ELYRIA — Sam Mazzola, the controversial owner of the bear that fatally mauled a caretaker in August, has been charged with violating a state law that requires him to keep track of the animals he owns.
Mazzola, 48, is due in court on Wednesday for an initial appearance on the misdemeanor charge.
Jarod Roof, an investigator with the Ohio Department of Natural Resources Division of Wildlife, said that when Mazzola’s paperwork was inspected after Brent Kandra was mauled on Aug. 19, it was found not to be in order. Kandra died a few hours after he was attacked.
Owners of exotic animals who hold the same commercial license as Mazzola are required to keep track of animals they own that are native to Ohio. In Mazzola’s case that’s bears, raccoons and skunks.
“He’s properly licensed; he just didn’t keep proper records,” Roof said.
Mazzola didn’t deny Monday that his books may not have been in order. He placed the blame on new state regulations for keeping track of animals he said were imposed three years ago but were never fully explained.
“I didn’t know how to do it,” Mazzola said. “I thought I did — they said no.”
Deirdre Herbert, Kandra’s mother, said Mazzola should face charges if his paperwork wasn’t in order.
“This just kind of goes to show Mr. Mazzola’s track record with these animals,” Herbert said. “He’s not quite on the up-and-up.”
Mazzola declined to say what kind of exotic animals he keeps on his property, although he acknowledged having bears, skunks and raccoons.
In a bankruptcy filing earlier this year, Mazzola listed two white tigers, two Bengal tigers, an African lion, eight black bears and 12 grey wolves as his property.
Mazzola has said he had Iroquois, the bear that killed Kandra, euthanized after Kandra was attacked while feeding the bear at Mazzola’s North Marks Road compound in Columbia Township.
Mazzola is currently on probation on federal charges accusing him of illegally transporting bears for display and illegally selling skunks in 2007. In the wake of Kandra’s death, he was ordered to undergo mental health counseling, a requirement he said at the time he was happy to fulfill.
Kandra’s death remains under investigation by Lorain County sheriff’s deputies — who have forwarded the case to county Prosecutor Dennis Will — as well as the Ohio Bureau of Workers’ Compensation and the Occupational Safety and Health Administration.

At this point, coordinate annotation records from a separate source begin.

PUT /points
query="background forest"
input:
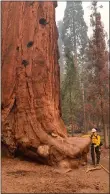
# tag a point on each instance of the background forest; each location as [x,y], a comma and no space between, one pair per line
[84,70]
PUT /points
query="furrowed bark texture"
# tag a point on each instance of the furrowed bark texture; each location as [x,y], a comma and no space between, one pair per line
[31,119]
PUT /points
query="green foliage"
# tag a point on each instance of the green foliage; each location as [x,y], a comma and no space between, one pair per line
[74,32]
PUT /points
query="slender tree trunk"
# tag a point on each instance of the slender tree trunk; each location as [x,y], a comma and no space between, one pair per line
[31,121]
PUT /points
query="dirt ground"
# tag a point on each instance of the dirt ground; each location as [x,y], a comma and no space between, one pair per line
[19,176]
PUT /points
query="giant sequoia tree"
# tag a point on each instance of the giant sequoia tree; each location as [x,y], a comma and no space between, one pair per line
[31,120]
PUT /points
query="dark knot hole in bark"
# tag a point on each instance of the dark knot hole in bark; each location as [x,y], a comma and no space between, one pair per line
[30,43]
[25,63]
[43,21]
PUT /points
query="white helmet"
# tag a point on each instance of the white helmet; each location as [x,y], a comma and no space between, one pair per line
[93,130]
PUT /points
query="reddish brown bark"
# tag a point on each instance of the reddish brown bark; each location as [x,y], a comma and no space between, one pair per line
[30,84]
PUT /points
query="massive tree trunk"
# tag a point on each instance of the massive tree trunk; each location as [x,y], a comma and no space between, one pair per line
[31,121]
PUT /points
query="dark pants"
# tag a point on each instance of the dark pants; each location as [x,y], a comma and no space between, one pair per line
[97,151]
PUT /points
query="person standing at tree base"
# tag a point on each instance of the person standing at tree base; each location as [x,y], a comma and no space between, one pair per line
[95,147]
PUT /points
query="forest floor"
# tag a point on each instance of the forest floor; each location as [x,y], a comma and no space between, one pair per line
[19,176]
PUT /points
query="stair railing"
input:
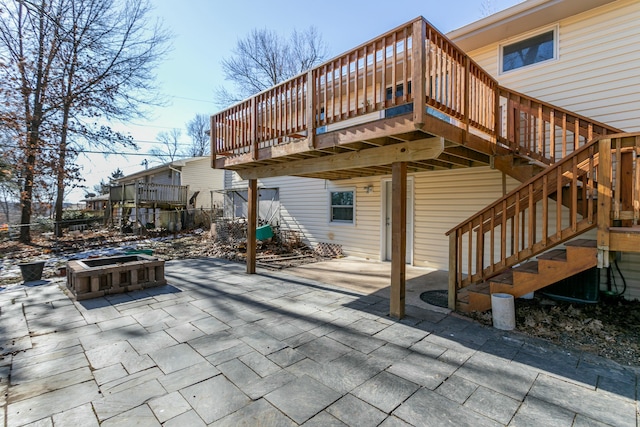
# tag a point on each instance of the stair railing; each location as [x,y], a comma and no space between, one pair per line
[527,221]
[541,131]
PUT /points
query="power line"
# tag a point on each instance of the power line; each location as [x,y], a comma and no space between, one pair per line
[119,153]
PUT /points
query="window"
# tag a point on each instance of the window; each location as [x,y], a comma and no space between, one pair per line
[342,206]
[529,51]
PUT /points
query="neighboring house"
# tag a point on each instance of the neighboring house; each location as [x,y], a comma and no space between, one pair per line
[160,194]
[541,79]
[97,204]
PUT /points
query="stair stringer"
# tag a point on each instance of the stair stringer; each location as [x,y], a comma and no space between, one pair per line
[550,267]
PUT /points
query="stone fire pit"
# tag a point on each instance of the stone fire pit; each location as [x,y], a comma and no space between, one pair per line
[92,278]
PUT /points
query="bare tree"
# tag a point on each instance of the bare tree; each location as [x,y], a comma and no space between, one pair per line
[30,41]
[264,58]
[74,62]
[169,146]
[196,129]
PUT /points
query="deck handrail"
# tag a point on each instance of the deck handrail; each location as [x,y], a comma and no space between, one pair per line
[521,224]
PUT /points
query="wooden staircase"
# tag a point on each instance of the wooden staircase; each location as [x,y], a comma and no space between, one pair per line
[596,186]
[550,267]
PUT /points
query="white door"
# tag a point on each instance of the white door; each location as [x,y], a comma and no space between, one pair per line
[387,220]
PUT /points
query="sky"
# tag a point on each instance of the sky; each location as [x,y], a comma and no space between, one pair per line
[206,31]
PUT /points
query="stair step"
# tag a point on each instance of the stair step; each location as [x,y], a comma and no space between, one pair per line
[527,267]
[583,243]
[505,278]
[554,255]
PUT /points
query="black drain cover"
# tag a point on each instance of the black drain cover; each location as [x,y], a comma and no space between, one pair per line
[437,298]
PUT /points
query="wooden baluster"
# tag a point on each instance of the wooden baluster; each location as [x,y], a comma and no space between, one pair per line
[394,63]
[558,203]
[405,67]
[418,73]
[503,235]
[516,225]
[470,253]
[213,139]
[574,194]
[552,136]
[492,242]
[532,218]
[617,176]
[459,253]
[365,70]
[590,185]
[383,84]
[576,135]
[541,132]
[453,270]
[480,248]
[545,209]
[564,135]
[636,193]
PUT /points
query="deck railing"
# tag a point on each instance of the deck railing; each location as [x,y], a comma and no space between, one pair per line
[389,71]
[595,184]
[417,69]
[542,131]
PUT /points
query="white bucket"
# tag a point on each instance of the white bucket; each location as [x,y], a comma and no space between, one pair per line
[504,313]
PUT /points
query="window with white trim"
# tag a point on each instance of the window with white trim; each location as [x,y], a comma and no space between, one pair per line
[529,51]
[342,206]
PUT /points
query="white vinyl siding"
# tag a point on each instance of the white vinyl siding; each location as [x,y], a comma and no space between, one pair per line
[596,75]
[200,176]
[596,71]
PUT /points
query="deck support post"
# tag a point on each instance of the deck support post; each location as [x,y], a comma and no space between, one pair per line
[398,238]
[453,272]
[604,201]
[252,219]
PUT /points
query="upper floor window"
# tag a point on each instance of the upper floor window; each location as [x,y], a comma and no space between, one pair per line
[342,206]
[532,50]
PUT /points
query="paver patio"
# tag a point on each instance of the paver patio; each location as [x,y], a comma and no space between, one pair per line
[219,347]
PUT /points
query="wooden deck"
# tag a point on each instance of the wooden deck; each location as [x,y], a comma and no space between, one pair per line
[393,91]
[411,101]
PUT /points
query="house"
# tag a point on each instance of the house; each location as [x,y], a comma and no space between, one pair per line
[165,195]
[96,204]
[505,152]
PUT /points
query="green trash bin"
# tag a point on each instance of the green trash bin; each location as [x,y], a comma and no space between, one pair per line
[265,232]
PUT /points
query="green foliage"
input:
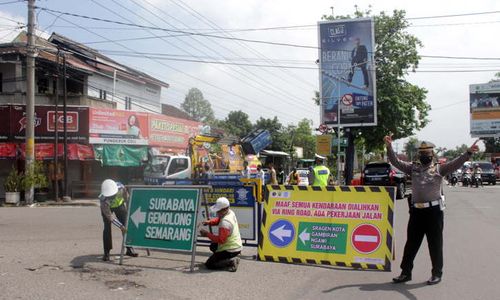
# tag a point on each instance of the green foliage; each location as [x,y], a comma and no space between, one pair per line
[35,176]
[401,106]
[13,181]
[300,136]
[275,128]
[237,123]
[197,106]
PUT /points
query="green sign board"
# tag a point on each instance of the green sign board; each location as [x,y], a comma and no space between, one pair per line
[163,218]
[322,237]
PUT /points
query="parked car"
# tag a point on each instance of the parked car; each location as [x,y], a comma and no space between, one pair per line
[384,174]
[487,172]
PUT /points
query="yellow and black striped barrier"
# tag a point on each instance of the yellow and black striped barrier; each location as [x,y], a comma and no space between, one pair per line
[348,226]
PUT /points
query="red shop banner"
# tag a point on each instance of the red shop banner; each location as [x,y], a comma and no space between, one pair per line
[111,126]
[14,128]
[165,131]
[8,150]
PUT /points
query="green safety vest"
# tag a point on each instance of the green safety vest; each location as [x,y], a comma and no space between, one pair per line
[321,174]
[233,242]
[117,201]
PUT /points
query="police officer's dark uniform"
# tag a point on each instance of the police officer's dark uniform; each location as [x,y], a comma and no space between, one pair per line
[426,207]
[112,199]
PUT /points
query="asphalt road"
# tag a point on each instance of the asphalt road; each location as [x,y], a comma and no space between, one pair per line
[55,252]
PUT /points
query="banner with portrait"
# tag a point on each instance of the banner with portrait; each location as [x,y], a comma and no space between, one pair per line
[347,73]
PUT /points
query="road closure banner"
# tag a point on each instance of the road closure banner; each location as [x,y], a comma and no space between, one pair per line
[343,226]
[163,218]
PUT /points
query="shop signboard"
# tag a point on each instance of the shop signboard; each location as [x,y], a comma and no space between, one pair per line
[165,131]
[15,123]
[485,109]
[347,72]
[111,126]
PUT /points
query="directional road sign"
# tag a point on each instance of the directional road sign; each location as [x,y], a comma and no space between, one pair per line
[162,218]
[281,233]
[366,238]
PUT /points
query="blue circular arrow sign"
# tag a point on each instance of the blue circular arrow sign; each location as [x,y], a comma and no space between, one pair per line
[281,233]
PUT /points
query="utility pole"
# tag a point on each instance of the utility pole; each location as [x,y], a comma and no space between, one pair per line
[65,129]
[30,97]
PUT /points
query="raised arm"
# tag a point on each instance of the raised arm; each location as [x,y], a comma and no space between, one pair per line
[403,166]
[447,168]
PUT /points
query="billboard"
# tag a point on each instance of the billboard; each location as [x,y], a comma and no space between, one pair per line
[347,73]
[172,132]
[485,109]
[14,127]
[124,127]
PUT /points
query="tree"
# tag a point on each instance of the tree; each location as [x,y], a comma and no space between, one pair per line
[198,107]
[401,106]
[237,123]
[275,128]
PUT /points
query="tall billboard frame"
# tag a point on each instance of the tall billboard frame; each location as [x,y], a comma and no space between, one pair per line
[342,102]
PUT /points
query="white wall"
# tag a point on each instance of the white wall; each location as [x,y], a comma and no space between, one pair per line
[144,97]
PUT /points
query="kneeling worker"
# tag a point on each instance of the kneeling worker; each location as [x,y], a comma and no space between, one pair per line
[228,240]
[112,200]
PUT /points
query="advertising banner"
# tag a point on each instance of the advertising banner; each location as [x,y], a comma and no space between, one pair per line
[242,201]
[111,126]
[171,132]
[349,226]
[163,218]
[485,109]
[324,144]
[45,119]
[347,72]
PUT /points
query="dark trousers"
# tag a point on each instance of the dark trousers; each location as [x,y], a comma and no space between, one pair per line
[107,239]
[362,66]
[428,222]
[220,260]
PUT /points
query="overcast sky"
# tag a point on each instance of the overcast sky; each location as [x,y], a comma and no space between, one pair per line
[277,91]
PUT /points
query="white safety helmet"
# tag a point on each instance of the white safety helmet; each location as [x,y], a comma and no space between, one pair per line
[220,204]
[109,188]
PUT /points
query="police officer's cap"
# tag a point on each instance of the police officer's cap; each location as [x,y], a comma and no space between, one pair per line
[426,146]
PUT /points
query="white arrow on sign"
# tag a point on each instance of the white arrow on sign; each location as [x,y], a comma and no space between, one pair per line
[281,232]
[138,217]
[304,236]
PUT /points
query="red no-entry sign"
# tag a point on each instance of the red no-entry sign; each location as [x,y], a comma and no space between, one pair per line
[366,238]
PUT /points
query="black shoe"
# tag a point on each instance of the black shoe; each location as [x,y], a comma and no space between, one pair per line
[434,280]
[401,278]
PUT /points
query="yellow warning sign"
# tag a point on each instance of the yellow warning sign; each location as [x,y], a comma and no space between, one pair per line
[350,226]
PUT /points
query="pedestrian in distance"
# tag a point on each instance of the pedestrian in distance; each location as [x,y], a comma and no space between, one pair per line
[426,206]
[226,245]
[113,201]
[319,173]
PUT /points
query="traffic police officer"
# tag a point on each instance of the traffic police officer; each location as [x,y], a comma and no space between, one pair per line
[112,200]
[319,174]
[426,206]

On Monday, People for the Ethical Treatment of Animals, an organization that has long been a critic of Mazzola, sent a 13-page letter to OSHA officials asking them to cite Mazzola for failure to protect employees from the hazards at his compound.
PETA contends Kandra’s death would amount to a “willful” violation punishable by a fine of up to $70,000.
“Confined to cramped cages and denied everything that’s natural and important to them, including any semblance of a life, these bears become ticking time bombs,” said PETA Director Debbie Leahy. “Mazzola must be held accountable for repeatedly putting his workers at risk.”
Jule Hovi, director of OSHA’s Toledo office, said she received the letter and the investigation into Kandra’s death is continuing.
Mazzola contends he was not paying Kandra at the time of the attack and that Kandra was not an employee.
Whether or not Kandra was an employee is at the center of Workers’ Comp investigation because he would have been required to have workers’ compensation insurance if he had any employees.
Mazzola hasn’t had workers compensation coverage in several years.
Kandra’s family contends he did receive pay from Mazzola at times.
PETA argues that Kandra’s death could have been prevented had Mazzola used a protected-contact system, including barriers and shift cages so caretakers do not come into direct contact with the animals.
Protected contact eliminates direct contact between animals and their caretakers and is standard practice in captive-bear husbandry, according to PETA.
Mazzola said Monday he has “shift cages,” but Kandra made the decision himself to enter the bear’s cage and play with him.
“He wanted to play with the bear,” Mazzola said. “I played with two of them yesterday and had a great time — the bears enjoy the interaction.”
But PETA contends Mazzola should know the dangers of dealing with bears because he needed 2,000 stitches himself after a bear attack, and another employee of Mazzola’s stated that he had been bitten by every animal in Mazzola’s facility.
Mazzola said he still has “the same people coming here for years” helping him with the animals and they are not asked to do anything they don’t want to do.